Kaşarı, Bal’ı Kaz’ ı fahiş fiyatla satarsak.
Otel, Restoran ve sosyal tesislerde fahiş fiyatlar ile turisti kazıklarsak.
Ulaşım ihtiyacı olan turistleri fahiş fiyatlar ile şehirde gezdirip soyarsak,
İndirim yapmak yerine bindirim yaparak gelenleri kaz gibi yolarsak,
Kars lı hemşerimize 25 liraya sattığımız kaşarı doğu ekspresi ile gelenlere elli liraya satarsak
En büyük ahmaklığı ve divaneliği etmiş oluruz.
Altın yumurtlayan kazı kesersek bu şehre karşı cinayet işlemiş oluruz.
Kars esnafının adı fırsatçı ve kazıkçıya çıkarsa bu olumsuz kara leke sosyal medyada şehrimize ve esnafa karşı diğer şehirlerin eliyle karalama kampanyasına döner. Bir gelen bir daha gelmeye tövbe eder.
Bir zamanlar İstanbul da Kars’ın adı o kadar kötüye çıkmıştı ki bulaşıkçı bir arayan esnaf ilanın altına Karslı hariç yazıyordu.
Şimdi yıllardır ağlayan esnaf Kars ın meşhur kazını kaşarını balını yağını fahiş fiyata satıp milleti kaz gibi yolarsa Kars kazı ile değil kaz’ığıyla meşhur olur.
Bir anda şenlenen ve oteller, çıldır gölü, lokantalar ve mandıralar sinek avlamaya başlar.

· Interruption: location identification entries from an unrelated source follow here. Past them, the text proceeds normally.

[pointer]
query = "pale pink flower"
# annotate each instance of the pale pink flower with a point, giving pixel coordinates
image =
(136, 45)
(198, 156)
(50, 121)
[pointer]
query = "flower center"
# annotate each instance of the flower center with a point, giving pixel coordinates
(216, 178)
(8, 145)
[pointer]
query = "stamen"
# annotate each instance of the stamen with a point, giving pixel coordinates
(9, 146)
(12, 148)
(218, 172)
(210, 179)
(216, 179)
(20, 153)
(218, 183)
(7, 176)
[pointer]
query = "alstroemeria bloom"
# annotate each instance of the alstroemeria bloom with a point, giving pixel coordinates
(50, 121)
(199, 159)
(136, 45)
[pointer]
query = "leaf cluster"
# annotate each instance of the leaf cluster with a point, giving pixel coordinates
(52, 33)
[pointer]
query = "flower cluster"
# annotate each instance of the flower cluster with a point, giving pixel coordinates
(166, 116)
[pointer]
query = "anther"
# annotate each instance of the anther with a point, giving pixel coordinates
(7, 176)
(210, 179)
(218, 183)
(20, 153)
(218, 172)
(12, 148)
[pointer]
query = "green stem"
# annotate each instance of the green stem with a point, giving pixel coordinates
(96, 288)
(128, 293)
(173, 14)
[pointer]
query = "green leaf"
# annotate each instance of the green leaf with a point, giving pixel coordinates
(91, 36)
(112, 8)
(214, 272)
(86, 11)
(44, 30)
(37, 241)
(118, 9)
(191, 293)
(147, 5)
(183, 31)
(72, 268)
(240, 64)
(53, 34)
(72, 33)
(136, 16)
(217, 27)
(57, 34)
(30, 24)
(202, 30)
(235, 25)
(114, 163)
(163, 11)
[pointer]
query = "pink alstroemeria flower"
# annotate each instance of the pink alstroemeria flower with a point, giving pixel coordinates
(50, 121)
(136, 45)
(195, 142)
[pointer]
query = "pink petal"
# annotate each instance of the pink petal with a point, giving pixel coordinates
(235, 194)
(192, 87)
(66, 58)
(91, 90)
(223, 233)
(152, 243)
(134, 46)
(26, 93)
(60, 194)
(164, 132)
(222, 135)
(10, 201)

Doğu ekspresi yol ve güzergâh değiştirip başka şehirlerin yüzünü güldürmeye başlar.
Doğu ekspresi ve otobüs turları ile şehrimize mal, servet, iyilik, ihsan ve hayır getiren Hızır misüllü turistler izzeti ikram, ilgi, hürmet ve indirim yerine Kars Kaz’ığı yerseler bir daha kapımızı çalmazlar. Vesselam.